To celebrate, the Pilgrims invited Massasoit to a harvest festival, and a hunting party shot enough waterfowl to feed the company for a week. But when Massasoit arrived, he was joined by ninety ravenous braves. For their contribution the Indians went out and returned five deer. It was a three-day feast of venison, roast duck, roast goose, clams and other shellfish, succulent eels, white bread, corn bread, leeks and watercress, with wild plums and dried berries — all enjoyed with wine newly made from grapes that grew wild in the forest.

It was a feast of thanksgiving, of thankfulness to God. Edward Winslow wrote to friends in December, "Although it be not always so plentiful as it was at this time with us, yet by the goodness of God, we are so far from want that we often wish you partakers of our plenty."

The goodness of God was often on their minds. Though the Pilgrims had suffered great loss and hardship, they also were aware of God's great blessing: the produce of the land, peace with the natives, the joy of life, and homes snug for winter.

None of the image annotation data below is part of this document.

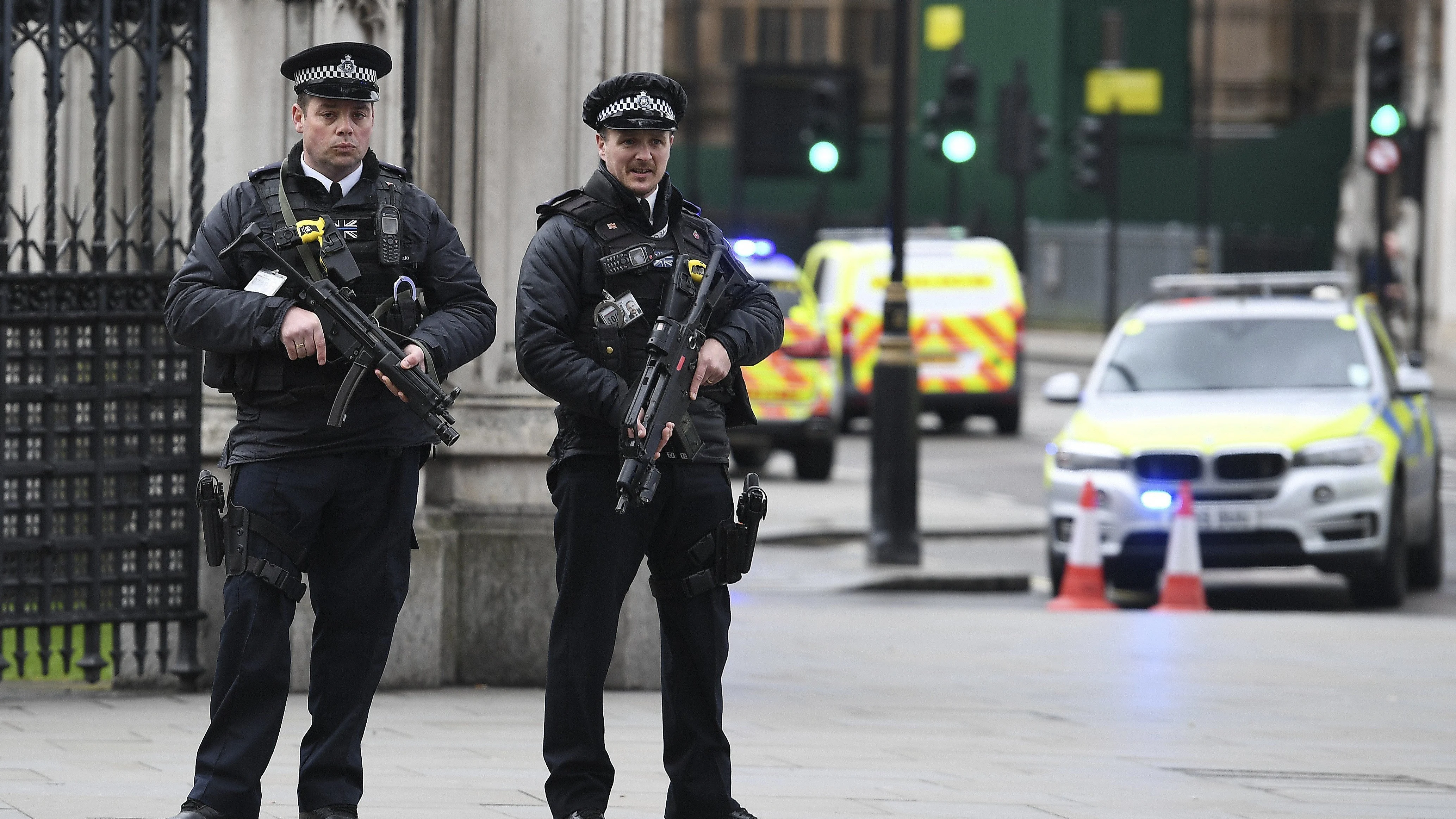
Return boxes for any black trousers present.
[188,449,422,819]
[543,456,738,819]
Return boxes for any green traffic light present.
[1370,105,1401,137]
[941,131,976,163]
[810,141,839,173]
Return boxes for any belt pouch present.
[223,506,249,577]
[714,520,747,584]
[597,325,624,373]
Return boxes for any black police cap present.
[281,42,394,102]
[581,72,687,131]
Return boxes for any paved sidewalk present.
[0,589,1456,819]
[1023,328,1104,367]
[734,453,1047,544]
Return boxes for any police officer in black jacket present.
[166,42,495,819]
[515,73,783,819]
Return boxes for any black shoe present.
[298,805,360,819]
[172,799,227,819]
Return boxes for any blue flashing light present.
[1141,490,1174,509]
[728,237,779,259]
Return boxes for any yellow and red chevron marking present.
[846,303,1023,393]
[742,312,834,421]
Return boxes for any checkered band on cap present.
[597,90,677,123]
[293,54,379,86]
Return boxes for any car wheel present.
[732,446,773,472]
[1047,538,1067,597]
[938,410,967,433]
[794,439,834,481]
[991,404,1021,436]
[1102,561,1159,609]
[1345,479,1410,608]
[1406,496,1446,589]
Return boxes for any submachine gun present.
[218,217,460,446]
[617,248,729,514]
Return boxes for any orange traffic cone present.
[1047,481,1117,612]
[1153,481,1208,612]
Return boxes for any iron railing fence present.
[0,0,207,687]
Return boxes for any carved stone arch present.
[335,0,389,44]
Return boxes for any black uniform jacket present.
[515,168,783,464]
[166,143,495,466]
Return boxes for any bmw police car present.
[1044,273,1443,606]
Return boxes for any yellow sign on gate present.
[925,3,965,51]
[1086,68,1163,115]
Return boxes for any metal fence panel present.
[0,0,207,685]
[1026,219,1223,327]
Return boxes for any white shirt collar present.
[298,153,364,197]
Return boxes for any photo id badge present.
[616,290,642,327]
[243,269,288,296]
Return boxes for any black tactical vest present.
[536,178,756,440]
[204,150,410,405]
[536,191,727,383]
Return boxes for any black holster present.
[648,472,769,597]
[195,469,227,565]
[197,469,309,603]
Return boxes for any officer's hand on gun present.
[687,338,732,401]
[280,308,425,402]
[628,410,676,460]
[280,308,328,361]
[374,344,425,404]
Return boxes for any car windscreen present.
[1101,316,1370,392]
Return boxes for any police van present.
[728,239,839,481]
[804,229,1026,434]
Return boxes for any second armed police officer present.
[157,42,495,819]
[515,73,783,819]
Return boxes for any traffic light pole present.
[945,162,961,226]
[1102,104,1122,332]
[1010,173,1026,267]
[869,0,920,565]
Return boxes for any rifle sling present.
[278,157,323,281]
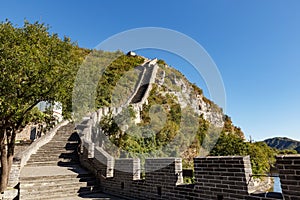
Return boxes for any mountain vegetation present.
[264,137,300,153]
[0,21,299,192]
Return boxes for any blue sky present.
[0,0,300,140]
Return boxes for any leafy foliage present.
[0,21,87,191]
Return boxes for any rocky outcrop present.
[155,65,224,127]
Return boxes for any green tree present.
[0,21,86,192]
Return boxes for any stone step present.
[27,161,78,167]
[21,174,96,184]
[27,157,79,164]
[20,184,100,196]
[20,181,96,194]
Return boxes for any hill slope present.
[264,137,300,153]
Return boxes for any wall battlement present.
[79,115,300,200]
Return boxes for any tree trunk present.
[0,141,9,193]
[0,127,16,193]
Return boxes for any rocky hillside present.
[264,137,300,153]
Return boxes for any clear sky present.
[0,0,300,140]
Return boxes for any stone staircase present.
[20,124,122,200]
[130,61,154,104]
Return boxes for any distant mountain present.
[264,137,300,153]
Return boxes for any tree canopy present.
[0,21,87,191]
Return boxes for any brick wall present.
[80,142,300,200]
[276,155,300,200]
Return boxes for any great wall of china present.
[3,60,300,200]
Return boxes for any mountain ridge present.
[264,137,300,153]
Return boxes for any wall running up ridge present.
[77,112,300,200]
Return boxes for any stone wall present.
[81,147,268,200]
[0,121,69,200]
[276,155,300,200]
[77,111,300,200]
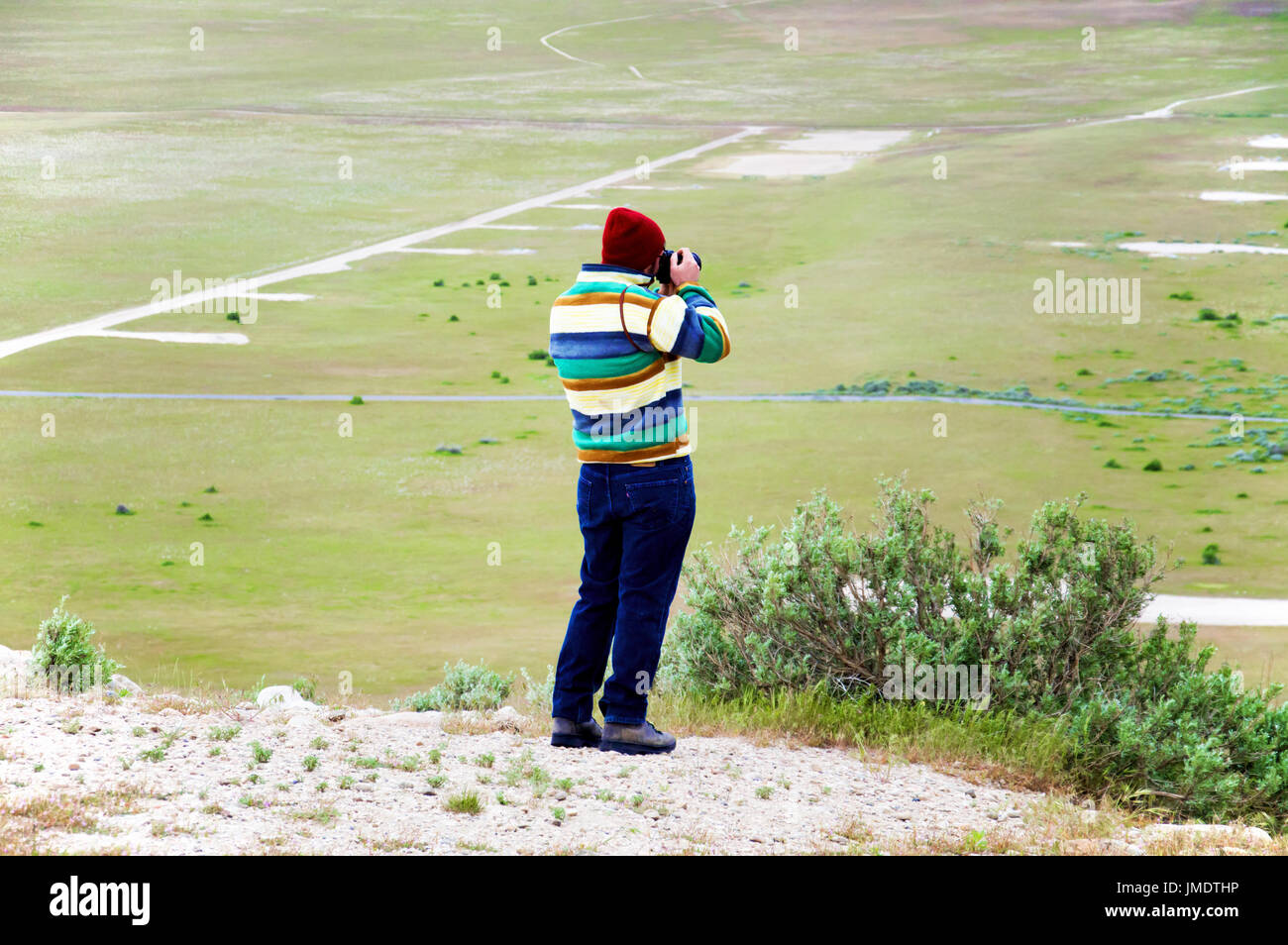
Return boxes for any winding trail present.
[0,125,765,358]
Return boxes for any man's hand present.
[671,246,702,286]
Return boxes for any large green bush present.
[31,596,121,691]
[664,480,1288,816]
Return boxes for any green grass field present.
[0,0,1288,695]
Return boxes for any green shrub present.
[393,661,514,712]
[443,790,483,816]
[1063,619,1288,824]
[31,596,121,692]
[662,480,1288,816]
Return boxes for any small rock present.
[107,674,143,695]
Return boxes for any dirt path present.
[0,696,1061,854]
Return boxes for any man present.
[550,207,729,755]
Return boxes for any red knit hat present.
[601,207,666,271]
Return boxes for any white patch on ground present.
[709,130,912,177]
[1118,242,1288,257]
[774,132,912,155]
[394,246,536,257]
[1199,190,1288,203]
[1220,158,1288,171]
[1138,593,1288,627]
[604,184,707,190]
[0,696,1050,855]
[84,331,250,345]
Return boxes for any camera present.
[657,250,702,283]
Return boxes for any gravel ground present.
[0,696,1043,854]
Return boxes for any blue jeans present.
[553,456,696,725]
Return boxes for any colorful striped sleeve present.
[648,282,729,365]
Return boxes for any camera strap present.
[617,286,645,352]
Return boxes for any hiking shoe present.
[550,718,604,748]
[599,722,675,755]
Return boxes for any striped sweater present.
[550,262,729,463]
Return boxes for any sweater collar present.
[577,262,653,286]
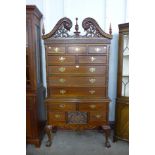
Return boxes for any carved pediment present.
[43,17,72,39]
[43,17,112,39]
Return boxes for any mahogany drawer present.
[89,111,107,122]
[79,103,107,111]
[47,55,75,65]
[48,65,107,75]
[46,45,65,54]
[88,45,107,54]
[49,87,106,97]
[78,55,107,64]
[47,103,76,111]
[48,76,106,87]
[67,45,86,54]
[48,111,66,123]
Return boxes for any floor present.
[26,130,129,155]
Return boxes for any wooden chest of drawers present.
[43,18,112,147]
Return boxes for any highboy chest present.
[43,17,112,147]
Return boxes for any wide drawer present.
[79,55,107,64]
[47,55,75,65]
[89,111,107,122]
[48,76,106,87]
[48,87,106,97]
[48,111,66,123]
[88,45,107,54]
[47,103,76,111]
[48,65,107,75]
[79,103,107,112]
[67,45,86,54]
[46,45,65,54]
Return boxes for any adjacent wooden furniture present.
[26,6,46,147]
[43,18,112,147]
[114,23,129,141]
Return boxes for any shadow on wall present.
[108,33,118,121]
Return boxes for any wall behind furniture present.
[26,0,128,121]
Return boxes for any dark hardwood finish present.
[26,5,46,147]
[113,23,129,141]
[42,18,112,147]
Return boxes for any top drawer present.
[88,45,107,54]
[46,45,65,54]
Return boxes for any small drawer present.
[47,103,76,111]
[47,55,75,65]
[79,103,107,111]
[48,112,66,123]
[88,45,107,54]
[79,55,107,64]
[67,46,86,54]
[89,111,106,122]
[46,45,65,54]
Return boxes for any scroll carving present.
[42,17,112,39]
[43,17,72,39]
[82,18,112,39]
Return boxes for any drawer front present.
[67,45,86,54]
[79,55,107,64]
[79,103,107,112]
[47,55,75,65]
[89,111,107,122]
[49,87,106,97]
[48,112,66,123]
[88,45,107,54]
[48,66,106,75]
[46,45,65,54]
[48,76,106,87]
[47,103,76,111]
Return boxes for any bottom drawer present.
[48,112,66,123]
[89,111,107,122]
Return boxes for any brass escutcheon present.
[89,79,96,84]
[60,89,66,94]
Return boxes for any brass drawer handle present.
[89,104,96,109]
[75,47,80,52]
[59,104,65,108]
[96,114,101,118]
[59,57,66,62]
[54,114,61,118]
[95,47,101,52]
[89,79,96,84]
[89,90,95,94]
[59,67,66,72]
[60,89,66,94]
[89,67,96,73]
[90,57,96,62]
[59,78,66,83]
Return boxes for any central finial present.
[74,18,80,36]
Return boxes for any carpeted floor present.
[26,130,129,155]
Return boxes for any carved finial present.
[42,23,45,35]
[109,23,112,34]
[74,18,80,36]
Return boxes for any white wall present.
[26,0,128,121]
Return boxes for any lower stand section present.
[102,125,111,148]
[45,125,111,148]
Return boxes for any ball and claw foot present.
[46,140,52,147]
[105,142,111,148]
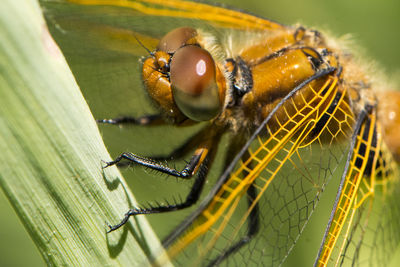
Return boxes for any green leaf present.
[0,0,167,266]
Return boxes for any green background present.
[0,0,400,266]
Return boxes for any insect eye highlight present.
[170,45,222,121]
[157,27,197,53]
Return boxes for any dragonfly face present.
[38,0,400,266]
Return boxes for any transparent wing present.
[316,113,400,266]
[158,74,354,266]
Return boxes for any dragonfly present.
[42,0,400,266]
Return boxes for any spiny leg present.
[104,131,220,232]
[96,114,165,126]
[108,156,211,233]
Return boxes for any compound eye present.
[170,45,222,121]
[157,27,197,53]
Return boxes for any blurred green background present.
[0,0,400,266]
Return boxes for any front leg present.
[96,114,165,126]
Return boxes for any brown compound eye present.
[157,27,197,53]
[170,45,222,121]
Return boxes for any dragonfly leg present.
[104,128,220,232]
[108,157,209,233]
[207,185,260,266]
[103,150,202,179]
[96,114,165,126]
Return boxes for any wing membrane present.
[317,113,400,266]
[67,0,283,30]
[162,77,354,266]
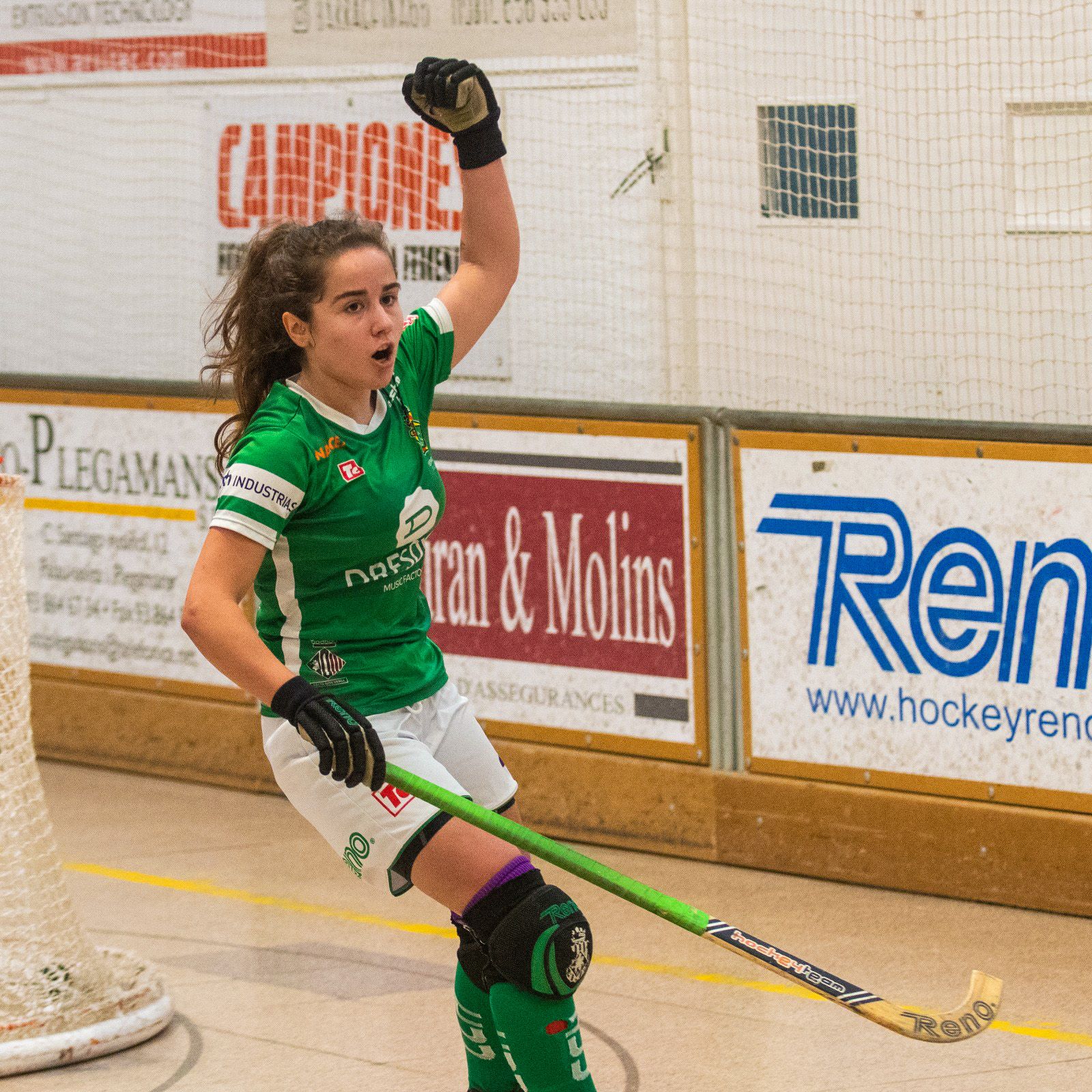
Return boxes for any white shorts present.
[262,681,517,895]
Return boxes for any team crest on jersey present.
[337,459,364,482]
[307,641,345,679]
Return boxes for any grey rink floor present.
[4,763,1092,1092]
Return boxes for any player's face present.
[308,247,403,390]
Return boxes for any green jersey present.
[211,299,455,715]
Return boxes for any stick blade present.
[853,971,1001,1043]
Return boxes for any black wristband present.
[453,117,508,171]
[270,675,321,728]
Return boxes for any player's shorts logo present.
[397,486,440,547]
[371,782,413,816]
[307,641,345,679]
[342,831,371,879]
[337,459,364,482]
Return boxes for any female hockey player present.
[182,58,594,1092]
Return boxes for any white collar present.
[285,375,386,435]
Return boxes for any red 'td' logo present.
[337,459,364,482]
[371,784,413,816]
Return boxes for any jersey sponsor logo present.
[342,831,373,879]
[315,435,345,462]
[307,641,345,679]
[395,486,440,546]
[220,466,299,515]
[337,459,364,482]
[371,782,413,816]
[345,543,425,588]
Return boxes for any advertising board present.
[733,431,1092,811]
[0,391,237,697]
[0,0,265,75]
[424,413,708,762]
[210,94,511,379]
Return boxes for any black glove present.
[402,57,506,171]
[270,675,386,793]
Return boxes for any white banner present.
[738,433,1092,793]
[0,0,265,75]
[0,400,231,686]
[269,0,637,70]
[422,414,706,761]
[204,95,510,379]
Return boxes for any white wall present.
[0,0,1092,422]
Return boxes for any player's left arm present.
[402,57,520,367]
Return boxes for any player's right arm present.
[175,528,293,706]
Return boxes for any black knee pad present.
[463,868,592,997]
[452,916,504,994]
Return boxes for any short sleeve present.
[210,430,308,549]
[399,299,455,418]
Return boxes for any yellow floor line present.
[23,497,198,523]
[64,861,1092,1047]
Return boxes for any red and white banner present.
[205,95,509,379]
[0,0,265,75]
[422,414,706,759]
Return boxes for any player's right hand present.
[270,675,386,793]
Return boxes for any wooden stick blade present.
[704,917,1001,1043]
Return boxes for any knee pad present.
[463,868,592,997]
[451,914,504,994]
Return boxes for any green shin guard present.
[489,983,595,1092]
[455,965,513,1092]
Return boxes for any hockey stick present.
[386,763,1001,1043]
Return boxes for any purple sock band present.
[463,855,535,914]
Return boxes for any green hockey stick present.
[386,763,1001,1043]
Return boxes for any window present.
[1006,102,1092,231]
[758,104,859,220]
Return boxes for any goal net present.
[0,0,1092,424]
[0,475,171,1077]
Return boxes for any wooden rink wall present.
[31,667,1092,916]
[8,384,1092,916]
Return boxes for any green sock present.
[455,964,513,1092]
[489,983,595,1092]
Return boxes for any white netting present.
[0,0,1092,422]
[0,475,171,1076]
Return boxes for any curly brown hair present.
[201,213,394,473]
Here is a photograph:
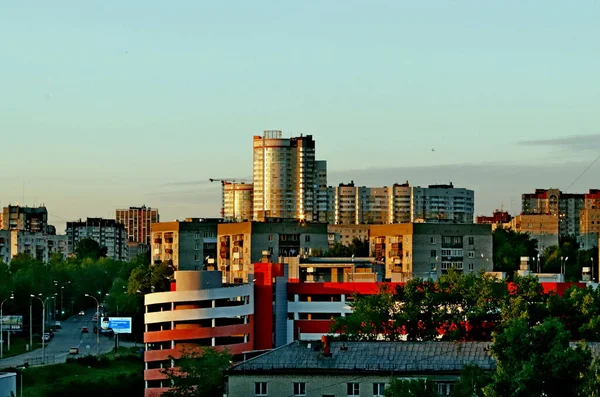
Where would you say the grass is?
[14,348,144,397]
[3,334,42,358]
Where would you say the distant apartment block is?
[2,205,51,234]
[0,229,68,263]
[475,210,512,225]
[253,131,327,221]
[116,205,160,245]
[67,218,129,261]
[216,219,329,283]
[369,223,493,282]
[223,182,254,222]
[151,218,222,270]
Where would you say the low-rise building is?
[67,218,129,261]
[217,219,329,283]
[228,338,496,397]
[369,223,493,282]
[152,218,222,270]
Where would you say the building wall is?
[228,371,458,397]
[152,218,220,270]
[115,206,160,246]
[144,271,254,397]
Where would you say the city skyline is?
[0,1,600,231]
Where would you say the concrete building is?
[116,205,160,246]
[223,182,254,222]
[410,183,475,223]
[327,223,370,248]
[144,271,254,397]
[228,338,496,397]
[369,223,493,282]
[152,218,222,270]
[0,229,69,263]
[329,181,411,225]
[504,214,560,252]
[253,131,327,221]
[475,210,512,225]
[2,205,50,234]
[521,189,593,236]
[217,219,329,283]
[67,218,129,261]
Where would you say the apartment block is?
[369,223,493,282]
[521,189,594,236]
[410,183,475,223]
[217,219,329,283]
[253,130,327,221]
[223,182,254,222]
[67,218,129,261]
[152,218,222,270]
[116,205,160,245]
[0,229,68,263]
[2,205,51,234]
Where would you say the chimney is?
[321,335,331,357]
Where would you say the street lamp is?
[29,294,54,363]
[0,293,15,358]
[85,294,100,356]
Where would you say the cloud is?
[519,134,600,151]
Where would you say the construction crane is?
[209,178,248,219]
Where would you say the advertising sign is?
[108,317,131,334]
[2,316,23,331]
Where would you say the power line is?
[565,154,600,193]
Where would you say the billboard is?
[2,316,23,331]
[103,317,131,334]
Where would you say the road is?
[0,309,134,368]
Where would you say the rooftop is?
[231,341,495,374]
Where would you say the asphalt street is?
[0,309,134,368]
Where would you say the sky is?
[0,0,600,232]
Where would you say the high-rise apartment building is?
[67,218,129,261]
[223,182,254,222]
[2,205,55,234]
[521,189,584,236]
[151,218,222,270]
[253,131,326,221]
[411,183,475,223]
[116,205,160,245]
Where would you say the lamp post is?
[0,294,15,358]
[29,294,53,363]
[85,294,100,356]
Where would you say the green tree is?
[452,365,492,397]
[484,318,592,397]
[384,378,439,397]
[75,238,107,259]
[162,347,231,397]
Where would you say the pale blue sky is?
[0,0,600,230]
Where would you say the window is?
[254,382,267,396]
[294,382,306,396]
[373,383,385,397]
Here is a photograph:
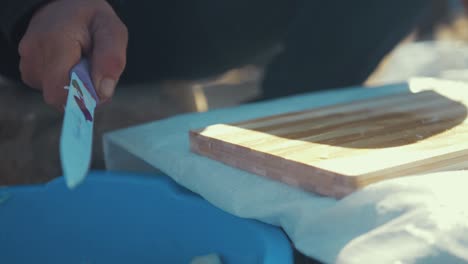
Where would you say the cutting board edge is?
[189,130,359,199]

"Enter into his gates with thanksgiving,
and into his courts with praise.
Be thankful unto him, and bless his name.
For the Lord is good; his mercy is everlasting;
and his truth endures to all generations." (Psalm 100:4-5)


Quotations are from Governor William Bradford's manuscript Of Plimoth Plantation (Boston, 1856), and Edward Winslow in Mourt’s Relation: A Relation or Journal of the English Plantation settled at Plymouth in New England, by certain English adventurers both merchants and others (London, 1622). Wordings have been changed to modern spellings. I also relied heavily on George F. Willison, Saints and Strangers (New York: Reynal & Hitchcock, 1945), a scholarly and popular retelling of the history of Plymouth Colony.